I posted these a while back on the Challenge, but they never made it over on the Admiral's blog. Anyway, I have 12 28mm pike and shot figures for my Italian Wars project. These are 12 pikemen to complete my unit of French pike and 4 Italian arquebusiers to finish a unit of Italian shot. They are again Perry plastics using (mostly) the European Mercenaries set, but with the odd body parts from the plastic Foot Knight set.
Here are the 12 new figures on their ownsome. This project is still a learning experience for me as I experiment with mixing and matching body parts, with the period and weaponry and with painting for the period. While I still have things to learn, I am happy with the results.
Here is the finished unit of 12 Italian Arquebusiers, 8 of which have been posted before and the 4 new ones.
And here is the finished unit of 16 French pikes, 8 old, 8 new, nothing borrowed but all in blue. The foot Knights provided front rankers on one of the new stands. I tried to get a halberd for one but it turned out the arms I chose needed the Lucerne hammer instead (or the Bec du Corbin if you are a 1970s Tunnels and Trolls veteran like myself). Regardless it’s still a long stick with nasty sharp bits on the end! I do wish the thing was less fiddly as I noted the business end needs regluing already.
And all with the experimentation theme, this brings me to the flags. There are the “pay some else” flagmen and DIY flagmen, and I definitely fall into the latter category – being too cheap and too impatient to order off for stuff that I figure I can knock up at home. These flags are fabric and their creation involved the input of my better half, who is a quilter and sewer and far more fabric savvy than I. I also had to borrow her quilting tools, albeit under supervision to make sure I didn't muck anything up. Plus she was intrigued by the Challenge and wanted to see how to make a go of it. In the end we're pretty happy with the results. The basic sequence was as follows.

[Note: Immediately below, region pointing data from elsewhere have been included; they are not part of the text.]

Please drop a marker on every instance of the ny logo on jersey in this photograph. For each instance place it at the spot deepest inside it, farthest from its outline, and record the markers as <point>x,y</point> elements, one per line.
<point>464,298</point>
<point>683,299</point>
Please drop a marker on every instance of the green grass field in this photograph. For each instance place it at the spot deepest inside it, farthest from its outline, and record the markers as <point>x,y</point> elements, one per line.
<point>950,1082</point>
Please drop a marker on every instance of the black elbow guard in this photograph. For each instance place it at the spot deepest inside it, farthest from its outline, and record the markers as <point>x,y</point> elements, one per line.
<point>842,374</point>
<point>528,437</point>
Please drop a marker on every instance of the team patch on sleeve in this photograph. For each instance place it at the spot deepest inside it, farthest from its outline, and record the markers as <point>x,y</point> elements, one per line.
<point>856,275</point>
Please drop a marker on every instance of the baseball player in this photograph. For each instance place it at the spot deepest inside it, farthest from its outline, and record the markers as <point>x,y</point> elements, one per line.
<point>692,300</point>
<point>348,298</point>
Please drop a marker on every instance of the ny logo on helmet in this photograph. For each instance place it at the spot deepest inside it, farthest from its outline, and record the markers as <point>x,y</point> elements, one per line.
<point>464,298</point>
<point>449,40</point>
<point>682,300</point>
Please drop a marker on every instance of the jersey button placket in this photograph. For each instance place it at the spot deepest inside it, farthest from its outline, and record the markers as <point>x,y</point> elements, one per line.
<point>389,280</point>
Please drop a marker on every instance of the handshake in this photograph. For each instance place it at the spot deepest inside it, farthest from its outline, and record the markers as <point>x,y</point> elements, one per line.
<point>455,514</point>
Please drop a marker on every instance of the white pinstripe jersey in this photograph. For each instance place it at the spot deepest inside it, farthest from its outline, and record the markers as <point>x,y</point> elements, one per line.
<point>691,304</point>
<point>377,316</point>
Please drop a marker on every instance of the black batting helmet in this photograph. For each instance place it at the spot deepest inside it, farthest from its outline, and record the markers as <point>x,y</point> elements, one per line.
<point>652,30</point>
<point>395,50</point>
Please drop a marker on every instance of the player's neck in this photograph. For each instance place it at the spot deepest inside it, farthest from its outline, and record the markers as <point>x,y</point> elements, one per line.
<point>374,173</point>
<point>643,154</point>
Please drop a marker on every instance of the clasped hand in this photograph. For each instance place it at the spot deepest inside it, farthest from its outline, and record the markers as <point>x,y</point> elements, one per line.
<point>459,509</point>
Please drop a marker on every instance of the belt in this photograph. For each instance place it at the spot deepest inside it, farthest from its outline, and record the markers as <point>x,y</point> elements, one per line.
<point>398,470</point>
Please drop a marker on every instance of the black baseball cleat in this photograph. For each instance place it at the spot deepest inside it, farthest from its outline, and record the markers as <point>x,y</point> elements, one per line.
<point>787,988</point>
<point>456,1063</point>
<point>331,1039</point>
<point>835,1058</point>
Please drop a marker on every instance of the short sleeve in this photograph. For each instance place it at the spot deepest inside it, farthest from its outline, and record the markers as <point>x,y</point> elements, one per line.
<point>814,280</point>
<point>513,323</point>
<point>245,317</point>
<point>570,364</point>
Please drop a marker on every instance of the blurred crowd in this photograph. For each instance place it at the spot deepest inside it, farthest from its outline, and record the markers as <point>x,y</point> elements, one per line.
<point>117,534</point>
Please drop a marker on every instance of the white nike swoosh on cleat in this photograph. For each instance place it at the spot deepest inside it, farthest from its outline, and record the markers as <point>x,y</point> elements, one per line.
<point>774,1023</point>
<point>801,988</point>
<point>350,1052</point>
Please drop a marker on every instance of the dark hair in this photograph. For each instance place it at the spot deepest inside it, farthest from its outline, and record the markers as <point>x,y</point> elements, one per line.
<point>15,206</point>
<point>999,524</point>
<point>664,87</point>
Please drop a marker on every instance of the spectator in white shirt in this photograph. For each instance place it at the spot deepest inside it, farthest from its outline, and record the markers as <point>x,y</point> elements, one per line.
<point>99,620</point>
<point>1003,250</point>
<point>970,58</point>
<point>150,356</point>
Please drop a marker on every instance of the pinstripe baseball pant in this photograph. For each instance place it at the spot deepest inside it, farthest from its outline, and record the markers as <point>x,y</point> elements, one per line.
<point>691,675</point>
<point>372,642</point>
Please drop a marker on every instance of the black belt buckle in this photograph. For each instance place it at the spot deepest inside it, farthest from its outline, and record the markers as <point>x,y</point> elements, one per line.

- Get PDFs of the flags you want in the correct scale. The two French flags are from the Perry plastic kit inserts and thus already scaled, so I scanned the sheet into a PDF. The Italian flag I found on the web and resized based on eyeball judgement as to what looked right. Of course you need to make sure that you have both the obverse and reverse sides with a common fold line where the flagpole goes.
- I set up two letter-sized sheets of flags and then printed them on an Avery printable fabric product that says it could be used iron on transfers or as appliqued.
- My first attempt was ironing the flags onto plain white cloth, linen in my case based on what scraps I was able to beg from the quilt stash. This worked great but gave a thick and rigid flag that couldn’t be shaped into anything other than a flat board shape. I gained a new respect for the qualities of the Greek linthothorax!
- Second attempt was trying to iron the transfers to them selves, folding at the fold line and going at it with the iron. This was an epic fail! Fail number one was that the damn thing wouldn’t glue to itself. Fail two was that we could not think of a way of putting a metal or plastic pole in place without potentially ruining my wife’s good iron. Even I am smart enough not to try and bodge it through.
- So third try saw me take the printed fabric flag, fold it over a pole and glue if down with craft glue. The approach needs further fiddling but I like the results as it gives flags with a fabric feel that can be moulded and shaped realistically. I do need to go back and fix the joins, especially on the blue Fleur de Lys flag for the pikes.
I am not sure the photos do the flags justice so will try and get better pics on my own blog in good time. The end flags have good colours, don't have the glossy sheen of the Perry inserts and can be folded and curled. Best of all up close they are a real fabric grain and weave - my wife was really impressed with that. Also they feel like cloth!